He promised to "restore honor and integrity to the White
House." Instead, he has brought deep dishonor to our country and
built a durable reputation as the most dishonest President since Richard
Nixon.
Honor? He decided not to honor the Geneva Convention. Just as he would
not honor the United Nations, international treaties, the opinions of our
allies, the role of Congress and the courts, or what Jefferson described
as "a decent respect for the opinion of mankind." He did not
honor the advice, experience and judgment of our military leaders in
designing his invasion of Iraq. And now he will not honor our fallen dead
by attending any funerals or even by permitting photos of their
flag-draped coffins.
How did we get from September 12th , 2001, when a leading French
newspaper ran a giant headline with the words "We Are All Americans
Now" and when we had the good will and empathy of all the world --
to the horror that we all felt in witnessing the pictures of torture in
Abu Ghraib.
To begin with, from its earliest days in power, this administration
sought to radically destroy the foreign policy consensus that had guided
America since the end of World War II. The long successful strategy of
containment was abandoned in favor of the new strategy of
"preemption." And what they meant by preemption was not the
inherent right of any nation to act preemptively against an imminent
threat to its national security, but rather an exotic new approach that
asserted a unique and unilateral U.S. right to ignore international law
wherever it wished to do so and take military action against any nation,
even in circumstances where there was no imminent threat. All that is
required, in the view of Bush's team is the mere assertion of a possible,
future threat - and the assertion need be made by only one person, the
President.
More disturbing still was their frequent use of the word
"dominance" to describe their strategic goal, because an
American policy of dominance is as repugnant to the rest of the world as
the ugly dominance of the helpless, naked Iraqi prisoners has been to the
American people. Dominance is as dominance does.
Dominance is not really a strategic policy or political philosophy at
all. It is a seductive illusion that tempts the powerful to satiate their
hunger for more power still by striking a Faustian bargain. And as always
happens - sooner or later - to those who shake hands with the devil, they
find out too late that what they have given up in the bargain is their
soul.
One of the clearest indications of the impending loss of intimacy with
one's soul is the failure to recognize the existence of a soul in those
over whom power is exercised, especially if the helpless come to be
treated as animals, and degraded. We also know - and not just from De
Sade and Freud - the psychological proximity between sexual depravity and
other people's pain. It has been especially shocking and awful to see
these paired evils perpetrated so crudely and cruelly in the name of
America.
Those pictures of torture and sexual abuse came to us embedded in a wave
of news about escalating casualties and growing chaos enveloping our
entire policy in Iraq. But in order understand the failure of our overall
policy, it is important to focus specifically on what happened in the Abu
Ghraib prison, and ask whether or not those actions were representative
of who we are as Americans? Obviously the quick answer is no, but
unfortunately it's more complicated than that.

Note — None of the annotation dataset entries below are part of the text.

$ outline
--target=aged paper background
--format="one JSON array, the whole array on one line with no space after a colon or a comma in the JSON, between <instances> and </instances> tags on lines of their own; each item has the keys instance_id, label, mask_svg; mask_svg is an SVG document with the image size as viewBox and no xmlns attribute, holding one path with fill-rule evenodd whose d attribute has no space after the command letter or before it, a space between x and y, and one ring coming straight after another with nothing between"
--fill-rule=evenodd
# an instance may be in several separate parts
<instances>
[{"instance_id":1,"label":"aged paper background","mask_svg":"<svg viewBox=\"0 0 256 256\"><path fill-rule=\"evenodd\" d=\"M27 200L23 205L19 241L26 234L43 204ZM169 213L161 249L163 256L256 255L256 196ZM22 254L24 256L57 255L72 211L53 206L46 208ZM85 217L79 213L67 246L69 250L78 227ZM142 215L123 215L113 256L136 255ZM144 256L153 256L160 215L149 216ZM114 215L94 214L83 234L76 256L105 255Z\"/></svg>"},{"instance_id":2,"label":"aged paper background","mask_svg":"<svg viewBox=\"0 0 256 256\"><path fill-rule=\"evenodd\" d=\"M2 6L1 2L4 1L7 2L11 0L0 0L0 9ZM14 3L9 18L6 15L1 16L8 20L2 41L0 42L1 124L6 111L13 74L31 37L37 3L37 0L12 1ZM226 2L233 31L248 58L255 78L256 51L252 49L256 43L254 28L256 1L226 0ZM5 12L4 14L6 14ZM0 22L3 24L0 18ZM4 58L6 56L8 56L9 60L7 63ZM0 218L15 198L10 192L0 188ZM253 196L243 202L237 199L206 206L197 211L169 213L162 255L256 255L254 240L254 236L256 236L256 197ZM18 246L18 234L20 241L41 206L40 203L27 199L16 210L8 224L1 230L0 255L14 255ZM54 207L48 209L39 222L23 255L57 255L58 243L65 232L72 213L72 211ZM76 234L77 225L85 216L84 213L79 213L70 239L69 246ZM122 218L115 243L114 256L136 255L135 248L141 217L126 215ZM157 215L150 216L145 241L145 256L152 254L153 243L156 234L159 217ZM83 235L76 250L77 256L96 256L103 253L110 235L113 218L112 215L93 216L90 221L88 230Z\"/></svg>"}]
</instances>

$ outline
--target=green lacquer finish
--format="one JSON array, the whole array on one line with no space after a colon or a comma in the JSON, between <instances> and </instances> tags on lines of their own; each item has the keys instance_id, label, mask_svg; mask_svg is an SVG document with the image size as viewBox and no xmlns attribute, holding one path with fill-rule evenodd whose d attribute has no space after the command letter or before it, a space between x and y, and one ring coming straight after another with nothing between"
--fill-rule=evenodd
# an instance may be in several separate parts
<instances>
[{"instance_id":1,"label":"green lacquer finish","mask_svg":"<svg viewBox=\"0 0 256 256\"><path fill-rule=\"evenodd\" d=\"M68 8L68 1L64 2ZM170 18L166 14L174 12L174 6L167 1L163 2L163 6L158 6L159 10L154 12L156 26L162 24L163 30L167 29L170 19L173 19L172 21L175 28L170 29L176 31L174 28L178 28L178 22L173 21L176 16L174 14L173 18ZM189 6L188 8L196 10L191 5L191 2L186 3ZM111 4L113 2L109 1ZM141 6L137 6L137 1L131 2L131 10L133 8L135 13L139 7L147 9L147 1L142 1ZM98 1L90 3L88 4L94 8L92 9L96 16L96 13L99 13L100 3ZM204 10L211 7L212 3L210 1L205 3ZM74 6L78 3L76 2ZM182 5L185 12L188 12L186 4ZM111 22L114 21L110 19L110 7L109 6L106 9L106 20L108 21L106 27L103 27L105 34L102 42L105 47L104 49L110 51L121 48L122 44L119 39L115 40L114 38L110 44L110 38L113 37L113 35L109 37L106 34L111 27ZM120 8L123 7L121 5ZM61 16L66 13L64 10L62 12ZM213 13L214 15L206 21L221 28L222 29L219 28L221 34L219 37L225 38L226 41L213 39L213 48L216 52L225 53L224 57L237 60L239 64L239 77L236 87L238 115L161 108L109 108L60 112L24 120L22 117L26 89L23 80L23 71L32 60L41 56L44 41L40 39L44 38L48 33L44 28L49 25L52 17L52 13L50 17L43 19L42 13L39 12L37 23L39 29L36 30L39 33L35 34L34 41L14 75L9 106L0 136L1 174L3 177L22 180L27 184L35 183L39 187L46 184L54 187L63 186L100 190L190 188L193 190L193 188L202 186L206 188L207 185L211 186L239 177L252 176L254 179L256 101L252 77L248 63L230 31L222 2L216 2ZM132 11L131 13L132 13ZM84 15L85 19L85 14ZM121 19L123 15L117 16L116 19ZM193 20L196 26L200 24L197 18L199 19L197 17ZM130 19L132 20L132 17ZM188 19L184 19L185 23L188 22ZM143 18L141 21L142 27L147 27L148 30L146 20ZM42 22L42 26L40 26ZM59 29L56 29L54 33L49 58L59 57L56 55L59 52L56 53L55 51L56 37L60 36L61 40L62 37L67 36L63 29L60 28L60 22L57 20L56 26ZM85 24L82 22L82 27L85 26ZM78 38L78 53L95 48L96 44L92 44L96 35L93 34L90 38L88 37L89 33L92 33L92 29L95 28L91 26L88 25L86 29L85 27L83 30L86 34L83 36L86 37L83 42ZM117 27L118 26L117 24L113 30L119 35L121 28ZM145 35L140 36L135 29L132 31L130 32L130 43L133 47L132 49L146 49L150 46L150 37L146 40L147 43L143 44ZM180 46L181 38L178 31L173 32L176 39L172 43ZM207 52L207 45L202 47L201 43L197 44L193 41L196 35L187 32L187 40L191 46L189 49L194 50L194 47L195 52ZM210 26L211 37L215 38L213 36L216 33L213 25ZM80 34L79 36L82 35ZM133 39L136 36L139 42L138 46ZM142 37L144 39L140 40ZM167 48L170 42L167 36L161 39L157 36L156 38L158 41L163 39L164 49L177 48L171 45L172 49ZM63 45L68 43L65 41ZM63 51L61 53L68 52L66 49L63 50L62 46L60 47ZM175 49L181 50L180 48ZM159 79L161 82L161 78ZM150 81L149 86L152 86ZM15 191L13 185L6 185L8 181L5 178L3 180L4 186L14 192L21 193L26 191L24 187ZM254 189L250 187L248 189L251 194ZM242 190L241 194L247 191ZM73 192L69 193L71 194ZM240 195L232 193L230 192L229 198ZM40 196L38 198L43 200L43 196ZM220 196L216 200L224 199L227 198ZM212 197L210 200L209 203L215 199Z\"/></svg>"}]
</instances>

There is good and evil in every person. And what makes the United States
special in the history of nations is our commitment to the rule of law
and our carefully constructed system of checks and balances. Our natural
distrust of concentrated power and our devotion to openness and democracy
are what have lead us as a people to consistently choose good over evil
in our collective aspirations more than the people any other nation.

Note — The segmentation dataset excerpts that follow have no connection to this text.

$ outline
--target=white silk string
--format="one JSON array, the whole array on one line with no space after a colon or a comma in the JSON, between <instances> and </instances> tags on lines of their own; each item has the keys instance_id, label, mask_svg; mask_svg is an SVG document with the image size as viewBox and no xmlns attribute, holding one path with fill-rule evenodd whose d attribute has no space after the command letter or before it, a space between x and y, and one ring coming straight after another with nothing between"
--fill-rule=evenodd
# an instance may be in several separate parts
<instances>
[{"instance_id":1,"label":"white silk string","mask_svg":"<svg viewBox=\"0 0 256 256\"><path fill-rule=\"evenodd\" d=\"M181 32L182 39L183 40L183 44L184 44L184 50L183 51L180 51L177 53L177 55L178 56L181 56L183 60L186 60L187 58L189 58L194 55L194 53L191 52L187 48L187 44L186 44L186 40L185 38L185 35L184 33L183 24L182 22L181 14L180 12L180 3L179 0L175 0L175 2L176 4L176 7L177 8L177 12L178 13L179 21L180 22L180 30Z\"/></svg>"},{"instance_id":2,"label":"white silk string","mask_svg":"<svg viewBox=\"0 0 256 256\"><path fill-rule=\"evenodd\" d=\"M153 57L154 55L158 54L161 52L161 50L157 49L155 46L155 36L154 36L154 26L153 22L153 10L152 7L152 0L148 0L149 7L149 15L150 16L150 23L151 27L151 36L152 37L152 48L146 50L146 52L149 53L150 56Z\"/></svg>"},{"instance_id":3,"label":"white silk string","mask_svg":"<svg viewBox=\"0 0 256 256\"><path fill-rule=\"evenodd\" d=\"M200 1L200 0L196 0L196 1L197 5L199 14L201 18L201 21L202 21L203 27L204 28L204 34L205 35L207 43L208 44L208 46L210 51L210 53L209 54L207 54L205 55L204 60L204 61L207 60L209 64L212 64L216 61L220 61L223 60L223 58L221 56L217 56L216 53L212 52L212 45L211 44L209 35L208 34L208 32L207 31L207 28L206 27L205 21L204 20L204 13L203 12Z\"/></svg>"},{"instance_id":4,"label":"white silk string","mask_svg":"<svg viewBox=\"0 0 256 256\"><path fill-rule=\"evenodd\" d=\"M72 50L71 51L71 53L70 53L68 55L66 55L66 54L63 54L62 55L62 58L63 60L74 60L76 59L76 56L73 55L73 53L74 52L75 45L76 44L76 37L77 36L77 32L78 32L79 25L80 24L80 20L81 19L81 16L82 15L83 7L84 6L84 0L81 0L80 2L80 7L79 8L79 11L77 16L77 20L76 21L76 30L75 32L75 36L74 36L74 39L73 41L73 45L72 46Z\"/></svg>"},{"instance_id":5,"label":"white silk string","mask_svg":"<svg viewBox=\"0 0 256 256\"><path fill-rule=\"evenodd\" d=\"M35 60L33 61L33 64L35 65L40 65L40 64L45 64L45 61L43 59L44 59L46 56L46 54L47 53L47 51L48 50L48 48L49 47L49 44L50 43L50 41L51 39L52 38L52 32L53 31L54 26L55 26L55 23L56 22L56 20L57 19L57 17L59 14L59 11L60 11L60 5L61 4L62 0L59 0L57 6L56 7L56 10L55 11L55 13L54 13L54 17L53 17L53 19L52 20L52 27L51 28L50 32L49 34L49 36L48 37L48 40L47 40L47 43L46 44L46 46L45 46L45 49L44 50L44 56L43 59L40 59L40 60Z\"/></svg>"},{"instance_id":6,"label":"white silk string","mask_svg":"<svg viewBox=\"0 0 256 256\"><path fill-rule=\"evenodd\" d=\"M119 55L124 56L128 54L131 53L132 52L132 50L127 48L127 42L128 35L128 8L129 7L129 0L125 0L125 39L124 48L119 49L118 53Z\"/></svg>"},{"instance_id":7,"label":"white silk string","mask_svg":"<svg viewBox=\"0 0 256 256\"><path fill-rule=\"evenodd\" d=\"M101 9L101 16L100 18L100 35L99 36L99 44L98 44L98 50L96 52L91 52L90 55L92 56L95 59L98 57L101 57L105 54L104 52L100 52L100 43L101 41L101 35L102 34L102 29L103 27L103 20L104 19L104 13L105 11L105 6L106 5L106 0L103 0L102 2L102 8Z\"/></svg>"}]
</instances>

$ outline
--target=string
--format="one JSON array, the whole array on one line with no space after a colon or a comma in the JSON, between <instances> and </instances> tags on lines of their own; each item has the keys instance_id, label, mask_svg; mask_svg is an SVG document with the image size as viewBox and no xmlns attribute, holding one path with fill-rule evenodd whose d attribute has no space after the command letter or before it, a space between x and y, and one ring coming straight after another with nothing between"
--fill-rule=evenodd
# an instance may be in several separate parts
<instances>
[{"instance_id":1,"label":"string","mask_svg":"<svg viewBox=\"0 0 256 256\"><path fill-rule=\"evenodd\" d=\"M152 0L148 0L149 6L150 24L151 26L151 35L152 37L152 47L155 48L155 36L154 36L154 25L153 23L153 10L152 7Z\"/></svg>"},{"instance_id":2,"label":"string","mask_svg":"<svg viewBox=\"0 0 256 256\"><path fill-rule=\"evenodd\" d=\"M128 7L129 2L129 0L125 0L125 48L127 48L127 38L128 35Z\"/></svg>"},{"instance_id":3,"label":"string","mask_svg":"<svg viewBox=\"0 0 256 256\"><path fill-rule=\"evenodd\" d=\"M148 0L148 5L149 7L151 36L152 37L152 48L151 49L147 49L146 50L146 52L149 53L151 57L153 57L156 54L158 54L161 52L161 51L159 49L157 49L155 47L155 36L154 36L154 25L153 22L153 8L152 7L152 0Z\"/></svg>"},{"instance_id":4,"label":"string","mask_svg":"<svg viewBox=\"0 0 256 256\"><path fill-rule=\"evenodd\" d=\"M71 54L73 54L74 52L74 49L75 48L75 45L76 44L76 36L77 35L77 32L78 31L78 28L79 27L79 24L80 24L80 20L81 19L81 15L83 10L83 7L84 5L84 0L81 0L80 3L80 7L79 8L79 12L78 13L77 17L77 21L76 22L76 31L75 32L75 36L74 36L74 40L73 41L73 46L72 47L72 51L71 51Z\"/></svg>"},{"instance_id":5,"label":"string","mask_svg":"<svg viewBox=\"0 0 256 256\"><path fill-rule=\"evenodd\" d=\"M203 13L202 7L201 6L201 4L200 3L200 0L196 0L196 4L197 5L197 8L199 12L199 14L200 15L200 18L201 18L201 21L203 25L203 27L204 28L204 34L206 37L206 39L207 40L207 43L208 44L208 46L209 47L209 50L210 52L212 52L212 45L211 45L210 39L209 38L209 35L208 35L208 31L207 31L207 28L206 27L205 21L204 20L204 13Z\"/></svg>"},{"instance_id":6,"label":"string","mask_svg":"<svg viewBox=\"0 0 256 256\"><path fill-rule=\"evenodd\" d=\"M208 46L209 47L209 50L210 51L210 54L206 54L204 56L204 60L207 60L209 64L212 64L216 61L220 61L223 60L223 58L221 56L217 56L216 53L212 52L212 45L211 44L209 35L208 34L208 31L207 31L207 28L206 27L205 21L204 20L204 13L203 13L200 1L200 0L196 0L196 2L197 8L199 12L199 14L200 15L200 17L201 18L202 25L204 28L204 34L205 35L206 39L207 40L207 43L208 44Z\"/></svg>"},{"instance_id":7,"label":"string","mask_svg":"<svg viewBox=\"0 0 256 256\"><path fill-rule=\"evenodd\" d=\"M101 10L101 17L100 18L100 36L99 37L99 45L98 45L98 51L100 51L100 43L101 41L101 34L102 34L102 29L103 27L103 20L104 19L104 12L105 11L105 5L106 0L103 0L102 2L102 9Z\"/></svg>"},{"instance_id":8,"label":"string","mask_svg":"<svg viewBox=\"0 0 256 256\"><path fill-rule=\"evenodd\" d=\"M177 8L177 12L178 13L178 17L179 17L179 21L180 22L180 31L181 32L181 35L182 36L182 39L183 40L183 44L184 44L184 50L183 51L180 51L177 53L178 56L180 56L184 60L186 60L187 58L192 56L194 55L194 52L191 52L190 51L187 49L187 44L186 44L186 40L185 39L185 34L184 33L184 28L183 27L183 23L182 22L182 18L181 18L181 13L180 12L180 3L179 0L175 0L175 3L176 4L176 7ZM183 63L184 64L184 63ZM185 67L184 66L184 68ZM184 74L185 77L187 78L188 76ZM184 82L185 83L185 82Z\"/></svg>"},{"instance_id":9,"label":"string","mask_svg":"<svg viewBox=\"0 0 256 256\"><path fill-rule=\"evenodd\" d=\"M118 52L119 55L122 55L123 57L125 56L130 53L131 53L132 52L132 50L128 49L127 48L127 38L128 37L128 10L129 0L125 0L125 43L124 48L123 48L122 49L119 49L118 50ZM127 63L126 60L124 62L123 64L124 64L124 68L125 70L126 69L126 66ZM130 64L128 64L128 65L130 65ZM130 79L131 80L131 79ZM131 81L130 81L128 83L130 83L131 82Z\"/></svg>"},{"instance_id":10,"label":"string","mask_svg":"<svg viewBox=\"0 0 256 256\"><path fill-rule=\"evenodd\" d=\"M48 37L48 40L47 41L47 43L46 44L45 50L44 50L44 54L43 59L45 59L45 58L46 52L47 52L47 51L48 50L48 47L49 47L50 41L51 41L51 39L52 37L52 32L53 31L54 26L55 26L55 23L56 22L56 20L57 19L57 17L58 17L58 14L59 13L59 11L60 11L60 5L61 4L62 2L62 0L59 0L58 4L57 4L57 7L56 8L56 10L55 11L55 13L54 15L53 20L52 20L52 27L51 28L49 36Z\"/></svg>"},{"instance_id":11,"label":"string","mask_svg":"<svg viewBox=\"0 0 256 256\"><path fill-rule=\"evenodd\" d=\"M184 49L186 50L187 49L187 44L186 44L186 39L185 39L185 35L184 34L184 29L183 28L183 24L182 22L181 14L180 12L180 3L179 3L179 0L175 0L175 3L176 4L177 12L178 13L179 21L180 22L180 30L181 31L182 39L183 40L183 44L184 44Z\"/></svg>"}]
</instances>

Our founders were insightful students of human nature. They feared the
abuse of power because they understood that every human being has not
only "better angels" in his nature, but also an innate
vulnerability to temptation - especially the temptation to abuse power
over others.
Our founders understood full well that a system of checks and balances is
needed in our constitution because every human being lives with an
internal system of checks and balances that cannot be relied upon to
produce virtue if they are allowed to attain an unhealthy degree of power
over their fellow citizens.
Listen then to the balance of internal impulses described by specialist
Charles Graner when confronted by one of his colleagues, Specialist
Joseph M. Darby, who later became a courageous whistleblower. When Darby
asked him to explain his actions documented in the photos, Graner
replied: "The Christian in me says it's wrong, but the Corrections
Officer says, 'I love to make a groan man piss on himself."

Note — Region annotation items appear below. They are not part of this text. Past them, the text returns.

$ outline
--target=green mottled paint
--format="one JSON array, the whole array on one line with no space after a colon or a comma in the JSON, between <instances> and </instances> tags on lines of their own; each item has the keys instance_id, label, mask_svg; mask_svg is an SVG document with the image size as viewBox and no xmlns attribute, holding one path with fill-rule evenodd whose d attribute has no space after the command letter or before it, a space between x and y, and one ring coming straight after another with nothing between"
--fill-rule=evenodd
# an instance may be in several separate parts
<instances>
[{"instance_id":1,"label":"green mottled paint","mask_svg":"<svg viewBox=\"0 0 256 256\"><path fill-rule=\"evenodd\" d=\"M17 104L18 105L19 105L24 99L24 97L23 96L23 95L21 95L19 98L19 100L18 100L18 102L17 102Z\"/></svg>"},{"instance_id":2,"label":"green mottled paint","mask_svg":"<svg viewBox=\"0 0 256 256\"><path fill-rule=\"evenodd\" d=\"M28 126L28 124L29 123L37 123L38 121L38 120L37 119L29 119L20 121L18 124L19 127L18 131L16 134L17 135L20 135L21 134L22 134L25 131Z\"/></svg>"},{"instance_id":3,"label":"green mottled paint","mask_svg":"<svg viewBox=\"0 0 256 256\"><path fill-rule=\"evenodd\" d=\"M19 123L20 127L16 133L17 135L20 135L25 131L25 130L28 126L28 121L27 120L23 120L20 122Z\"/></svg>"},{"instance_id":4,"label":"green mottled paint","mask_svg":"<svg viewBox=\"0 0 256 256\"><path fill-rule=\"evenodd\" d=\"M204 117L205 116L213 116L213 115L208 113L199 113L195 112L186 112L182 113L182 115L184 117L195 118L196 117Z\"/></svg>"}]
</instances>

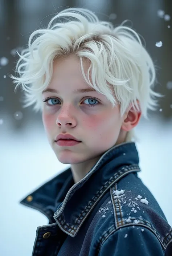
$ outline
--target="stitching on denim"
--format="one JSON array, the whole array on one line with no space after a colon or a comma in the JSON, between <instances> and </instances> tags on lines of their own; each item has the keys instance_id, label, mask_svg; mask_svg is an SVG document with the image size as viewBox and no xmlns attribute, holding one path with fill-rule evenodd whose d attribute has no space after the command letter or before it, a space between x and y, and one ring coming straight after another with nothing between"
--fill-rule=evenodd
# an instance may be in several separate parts
<instances>
[{"instance_id":1,"label":"stitching on denim","mask_svg":"<svg viewBox=\"0 0 172 256\"><path fill-rule=\"evenodd\" d=\"M165 241L165 240L166 241ZM169 243L170 241L172 241L172 228L171 228L170 231L169 232L168 234L165 237L164 239L163 240L163 243L165 244L168 244Z\"/></svg>"},{"instance_id":2,"label":"stitching on denim","mask_svg":"<svg viewBox=\"0 0 172 256\"><path fill-rule=\"evenodd\" d=\"M62 218L61 218L60 216L58 217L57 218L58 220L61 224L61 225L62 227L65 229L65 230L69 233L73 234L74 232L76 231L76 230L78 229L78 227L80 225L81 225L81 223L84 218L85 218L87 213L88 213L90 209L91 209L93 206L95 204L97 200L99 200L100 196L102 195L103 195L105 192L107 191L106 190L107 189L107 187L108 187L108 189L110 188L112 183L116 182L116 179L121 176L120 175L120 174L128 174L128 171L131 171L131 170L132 170L132 172L134 171L140 171L140 169L138 164L134 164L130 166L123 166L121 169L118 170L117 172L115 172L114 175L111 177L110 179L105 183L104 186L101 188L101 190L97 191L96 195L94 195L91 200L89 201L89 204L85 207L84 210L82 211L78 217L76 219L75 221L75 225L74 226L73 225L72 227L69 226L69 224L66 223L64 218L63 219L63 220L61 220ZM99 193L101 191L102 191L102 193L100 194ZM91 206L90 206L90 204L91 205ZM59 208L58 210L60 211L60 208ZM79 221L79 224L77 223L78 220ZM68 227L68 228L69 228L69 229L70 229L70 230L66 229L66 228L65 227L65 226L66 226L66 227ZM75 228L73 228L73 227L74 226Z\"/></svg>"},{"instance_id":3,"label":"stitching on denim","mask_svg":"<svg viewBox=\"0 0 172 256\"><path fill-rule=\"evenodd\" d=\"M112 186L111 187L111 189L112 191L115 191L115 190L117 190L117 183L115 183L115 188L114 187L114 186ZM120 204L120 203L119 202L119 198L116 198L115 199L115 200L116 200L117 203L118 204L118 205ZM122 218L122 213L121 212L121 211L120 210L120 208L119 207L119 211L120 211L120 216L121 217L120 219L121 220L119 220L119 218L118 216L118 215L117 213L117 210L116 210L116 203L115 202L115 200L114 200L113 198L112 198L112 199L113 203L113 205L114 205L115 207L115 212L116 211L116 212L115 212L115 216L116 218L116 221L115 221L115 223L116 223L117 227L121 227L121 226L122 226L124 224L125 224L125 223L126 223L126 220L124 219L123 219ZM164 239L163 239L161 236L160 235L159 233L157 232L156 230L154 228L153 226L152 225L152 224L150 223L150 222L147 220L143 220L142 218L141 218L139 217L137 218L136 219L135 217L131 217L130 218L130 220L135 220L137 219L137 220L139 220L140 222L140 224L144 224L144 223L146 223L146 225L147 226L150 226L149 227L152 229L152 231L154 232L156 234L156 236L157 236L157 238L159 239L159 240L161 241L161 243L163 244L163 245L164 246L165 246L165 244L167 243L164 243ZM132 223L132 225L136 225L136 223ZM168 236L169 236L169 235L168 235Z\"/></svg>"},{"instance_id":4,"label":"stitching on denim","mask_svg":"<svg viewBox=\"0 0 172 256\"><path fill-rule=\"evenodd\" d=\"M134 218L132 218L132 219L136 219ZM123 226L120 226L120 228L119 227L118 229L115 229L115 225L113 224L106 231L104 232L103 235L99 237L98 240L98 243L97 247L98 252L99 252L99 251L100 251L101 247L102 246L103 244L107 240L107 239L108 239L108 237L111 234L113 233L115 231L119 230L120 228L123 228L126 227L130 227L131 226L137 226L138 227L143 227L146 228L148 228L148 229L150 229L151 231L152 231L153 233L154 234L154 235L157 237L157 238L161 244L162 245L162 247L163 247L164 249L165 250L165 249L166 247L163 244L163 243L162 240L161 240L161 239L160 239L159 237L157 236L156 234L157 232L155 232L155 231L156 231L156 230L154 228L152 228L151 227L150 227L149 226L148 226L147 225L147 223L146 223L147 222L151 225L150 223L149 222L147 222L146 220L145 220L144 222L145 223L145 224L143 223L142 225L140 225L140 223L139 223L139 224L136 224L134 223L127 223L127 224L124 224ZM111 229L112 229L113 228L114 228L113 230L111 230ZM162 239L161 239L161 240L162 240Z\"/></svg>"}]
</instances>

What happened at the prison, it is now clear, was not the result of
random acts by "a few bad apples," it was the natural
consequence of the Bush Administration policy that has dismantled those
wise constraints and has made war on America's checks and balances.
The abuse of the prisoners at Abu Ghraib flowed directly from the abuse
of the truth that characterized the Administration's march to war and the
abuse of the trust that had been placed in President Bush by the American
people in the aftermath of September 11th.
There was then, there is now and there would have been regardless of what
Bush did, a threat of terrorism that we would have to deal with. But
instead of making it better, he has made it infinitely worse. We are less
safe because of his policies. He has created more anger and righteous
indignation against us as Americans than any leader of our country in the
228 years of our existence as a nation -- because of his attitude of
contempt for any person, institution or nation who disagrees with him.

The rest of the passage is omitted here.